Looking Back: The Costs of Security Breaches In 2021

Introduction

There is no doubt that 2021 has probably been the most challenging in terms of the Cyber threat landscape.  The biggest catalyst for this has been of course the sheer number of Ransomware attacks that have occurred, across all industries.  

Unfortunately, this is only expected to get worse in the remaining months of 2022 and beyond.  Simply reporting about these attacks is not enough to get people and businesses to become more proactive.

One has to see the dollar amount that is associated with them, in order to truly get drive the point home.  This is the focal point of this article.

The Financial Impacts

Here are some examples of financial losses experienced by companies, due to security breaches:

  1. Marriott Hotels:

This loss was estimated to be at about $50 million.  In this attack, the PII datasets of well over 5 million guests were heisted, without hardly anybody noticing it.  The culprit of this were two separate usernames and passwords that were secretly stolen from two Marriott employees.

  1. Microsoft:

This total loss here was pegged at close to $2 billion.  In this instance, email addresses, IP addresses, and even chat content amongst end users were stolen.  A misconfigured database was blamed for this mishap.

  1. Facebook:

It seems like no matter what, Facebook is always in some way or another making the Cyber news headlines on a regular basis.  Probably one of its worst security breaches occurred earlier this year, in which the PII datasets of the end users were hijacked.  In fact, it was later revealed that more .5 billion of them were severely impacted by this attack.  Worst of all, Facebook failed to notify these individuals of the security breach, and how it is has impacted their own accounts.

Below are some other trends of financial losses, as it relates to security breaches:

  • The cost of an average data breach in the United States was pegged at slightly over $4 million.
  • At the end of this year, it is expected that the financial losses caused by Ransomware on a global basis will reach an astonishing $6 trillion on a global basis.
  • The Year Over Year costs of a security jumped by well over 10% in 2021 versus 2020.  Further, it is expected that this number will increase by yet another staggering amount, though estimates have not been released yet.
  • Those companies that adopted a near 99% Remote Workforce paid out experienced an average of slightly over $1 million because of data leakages.
  • The healthcare industry has been the hardest hit by Ransomware attacks in 2021.  For example, the average cost of a security breach jumped by almost 30% in 2021 when compared to 2020.  The financial losses incurred by this sector has been calculated to be at over $9 million.
  • After a business has been hit with a security breach, there are both direct costs and indirect costs.  The latter contributed up to almost 40% of the total cost, in terms of financial losses.
  • The average loss for every PII dataset record stolen was estimated to be at close to $200.  Of course, the more customers and employees that a business has can quickly drive up this cost beyond imagination.  For example, those organizations that possessed at least fifty million PII datasets experienced a total financial loss of well over $400 million.
  • Here is a breakdown of the financial costs incurred by each specific type of Cyber variant:

*Social Engineering attacks:  $4.4 million;

*Phishing/Business Email Compromise (BEC):  Well over $10 million.

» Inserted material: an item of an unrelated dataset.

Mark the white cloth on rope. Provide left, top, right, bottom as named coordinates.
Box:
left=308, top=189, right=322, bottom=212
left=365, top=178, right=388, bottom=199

*Insider Attacks:  Over $4.5 million.

  • Unfortunately, it still takes a very long time for a company to detect that it has been actually impacted by a security breach.  For example, it took an astonishing 287 days.  The financial toll on this huge time gap was also significant, was almost $5 million.  But interestingly enough, for those companies that were able to detect a security breach in under 200 days experienced a financial loss of just under $4 million.
  • For those businesses that took a more proactive security approach, such as adopting the Zero Trust Framework experienced financial losses of less than almost $2 million versus those companies that did not adopt this methodology.
  • If you are going to adopt a Cloud based platform, try to adopt a Hybrid based one (which is a combination of a Public and Private Cloud platform).  You will actually experience a much smaller financial toll if you are hit with a security breach.
  • Finally, the financial cost of a Ransomware attack in 2021 was pegged to be at $4.6 million per business that were impacted.

Conclusions

So, what will the rest of 2022 be like in in terms of financial losses?  There have been no concrete predictions yet, but you can take these numbers detailed in this article and make that the minimum for 2022.  In other words, as mentioned before, it is only going to get worse.  

It is predicted that Ransomware will be the dominant threat variant, and the most impacted industries will be healthcare, financial and even the educational sectors.  Even critical infrastructure is also doomed, as we have seen with the attacks that have occurred in 2021.

Keep in mind that nobody is immune to becoming a victim. No matter how many safeguards you take, you always run that risk.   The key is in mitigating that level, by detecting breaches quickly, and if you are hit, having the ability to recover within hours, and not days or weeks.